I guess this is as good an occasion as any to develop on the 'story for another post'.
Let me first say that I don't think psy are useless, and also fully admit I'm very probably partly to blame for my past failed experiences with them.
Psy 1 (pre-teen)
At that time I'm super shy and never go out alone. I know nothing about navigating a city alone.
'For our second session, you will come alone, by public transportation.'
'I see you are the kind to put claustrophobic people in a closet. I hopefully never will see you again.'
Psy 2 (late teen, early adulthood)
We hadn't the best relationship, partly because it was pretty evident to him and me that I was seeing him in order to avoid military service (let me remind you I have social phobia, the perspective of leaving my house for months to live with a pack of strangers was not my cup of tea).
He drove me up the wall with shit like...
'You internalize too much.'
'What do you mean, what can I do ?'
'You tell me.'
Psy 3 (10-15 years ago, I was in a bad place)
'Ok, I go on holidays tomorrow, until I come back you stop reading news, stop coffee and promise me you won't kill yourself'.
She terrified me more than my anxiety.
Psy 4
Sent by the social worker I have to see today.

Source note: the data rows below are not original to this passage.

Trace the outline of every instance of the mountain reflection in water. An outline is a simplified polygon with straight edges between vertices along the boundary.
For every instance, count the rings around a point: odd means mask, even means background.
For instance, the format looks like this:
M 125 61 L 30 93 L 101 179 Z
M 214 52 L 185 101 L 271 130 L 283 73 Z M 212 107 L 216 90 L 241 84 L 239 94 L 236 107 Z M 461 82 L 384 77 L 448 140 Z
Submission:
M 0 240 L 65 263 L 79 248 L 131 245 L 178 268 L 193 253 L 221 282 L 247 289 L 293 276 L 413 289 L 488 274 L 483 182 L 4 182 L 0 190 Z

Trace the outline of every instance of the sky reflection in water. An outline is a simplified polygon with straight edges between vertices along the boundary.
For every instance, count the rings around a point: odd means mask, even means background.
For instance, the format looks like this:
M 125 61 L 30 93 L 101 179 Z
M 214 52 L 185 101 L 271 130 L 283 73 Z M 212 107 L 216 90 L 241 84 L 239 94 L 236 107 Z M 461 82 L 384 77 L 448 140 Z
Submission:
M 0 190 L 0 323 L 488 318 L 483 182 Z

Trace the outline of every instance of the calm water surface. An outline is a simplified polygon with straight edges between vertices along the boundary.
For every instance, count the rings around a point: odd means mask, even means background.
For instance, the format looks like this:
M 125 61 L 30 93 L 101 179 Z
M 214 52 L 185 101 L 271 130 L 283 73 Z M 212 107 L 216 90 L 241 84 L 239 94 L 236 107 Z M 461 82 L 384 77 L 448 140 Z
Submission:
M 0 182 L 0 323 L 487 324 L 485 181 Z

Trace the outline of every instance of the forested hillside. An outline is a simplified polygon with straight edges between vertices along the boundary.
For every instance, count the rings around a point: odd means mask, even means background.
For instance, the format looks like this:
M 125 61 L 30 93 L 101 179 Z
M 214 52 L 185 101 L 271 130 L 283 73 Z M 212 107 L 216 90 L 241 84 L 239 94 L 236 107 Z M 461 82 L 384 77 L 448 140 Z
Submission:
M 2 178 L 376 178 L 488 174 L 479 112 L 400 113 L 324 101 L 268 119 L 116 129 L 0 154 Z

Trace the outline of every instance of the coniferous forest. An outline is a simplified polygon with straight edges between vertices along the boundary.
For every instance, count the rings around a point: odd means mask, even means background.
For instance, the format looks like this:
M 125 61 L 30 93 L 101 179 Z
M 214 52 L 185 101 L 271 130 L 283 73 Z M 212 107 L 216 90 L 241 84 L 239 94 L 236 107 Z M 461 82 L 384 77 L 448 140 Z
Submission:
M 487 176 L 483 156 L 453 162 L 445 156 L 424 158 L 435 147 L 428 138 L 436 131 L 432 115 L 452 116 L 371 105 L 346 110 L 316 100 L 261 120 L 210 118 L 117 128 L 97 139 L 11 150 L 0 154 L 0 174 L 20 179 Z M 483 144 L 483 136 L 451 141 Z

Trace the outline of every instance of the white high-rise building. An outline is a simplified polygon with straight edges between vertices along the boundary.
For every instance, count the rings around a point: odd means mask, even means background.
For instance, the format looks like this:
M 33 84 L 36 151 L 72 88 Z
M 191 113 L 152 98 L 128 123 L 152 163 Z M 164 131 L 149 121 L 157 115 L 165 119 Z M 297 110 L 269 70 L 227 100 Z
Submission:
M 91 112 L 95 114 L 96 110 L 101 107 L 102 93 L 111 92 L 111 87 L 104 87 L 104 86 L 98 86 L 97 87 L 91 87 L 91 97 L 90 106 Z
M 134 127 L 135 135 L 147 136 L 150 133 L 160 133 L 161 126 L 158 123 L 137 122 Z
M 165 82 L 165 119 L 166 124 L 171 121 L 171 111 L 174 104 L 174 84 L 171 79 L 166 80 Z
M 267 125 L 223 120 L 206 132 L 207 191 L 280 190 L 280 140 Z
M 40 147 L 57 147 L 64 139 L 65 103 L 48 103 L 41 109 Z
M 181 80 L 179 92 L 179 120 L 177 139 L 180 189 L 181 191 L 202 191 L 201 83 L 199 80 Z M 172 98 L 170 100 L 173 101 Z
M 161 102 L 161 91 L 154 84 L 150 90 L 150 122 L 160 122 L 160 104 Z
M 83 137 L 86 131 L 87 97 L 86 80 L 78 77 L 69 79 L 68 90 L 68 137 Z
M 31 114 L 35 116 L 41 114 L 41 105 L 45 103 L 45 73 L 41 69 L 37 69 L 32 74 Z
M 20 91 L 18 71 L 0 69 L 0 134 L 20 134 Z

No sparks at all, no chemistry, just a random guy in my eyes.
He decided my anxiety meds are outdated. I agree !
He then decided, instead of trying to diminish them and put small doses of another one at the same time, that I had to quit cold turkey before taking another treatment. What any idiot could predict happened, several weeks in I hit bottom and was in a killing myself mood. What a fucking surprise.
Again, I'm not the best with psy, I can totally acknowledge my shortcomings. This post is mainly illustrative.
And yeah, what will probably come to your mind, and is on the mind of the woman I will go see today, is that I need to resume seeing Psy 4. It's, I admit, not a bright idea to stop there. He made some strange decision but there is room to continue. Issue is, I don't want to see this man again.
Having been a little educated on the subject during my philosophy classes a lifetime ago, I know that it is not a good thing to gel too much with your psy, that you risk 'projection'. I know. But I still want to like my psy a little bit.
One takeaway that is on me and not on me, let's say a key to my behavior with these people, is in Psy 2. I need active help, I don't really know how to handle or care about passive help, which is their whole point. The moment we hit the 'tell me how you can help yourself' phase of the discussion I roll my eyes so hard that I have an out of body experience.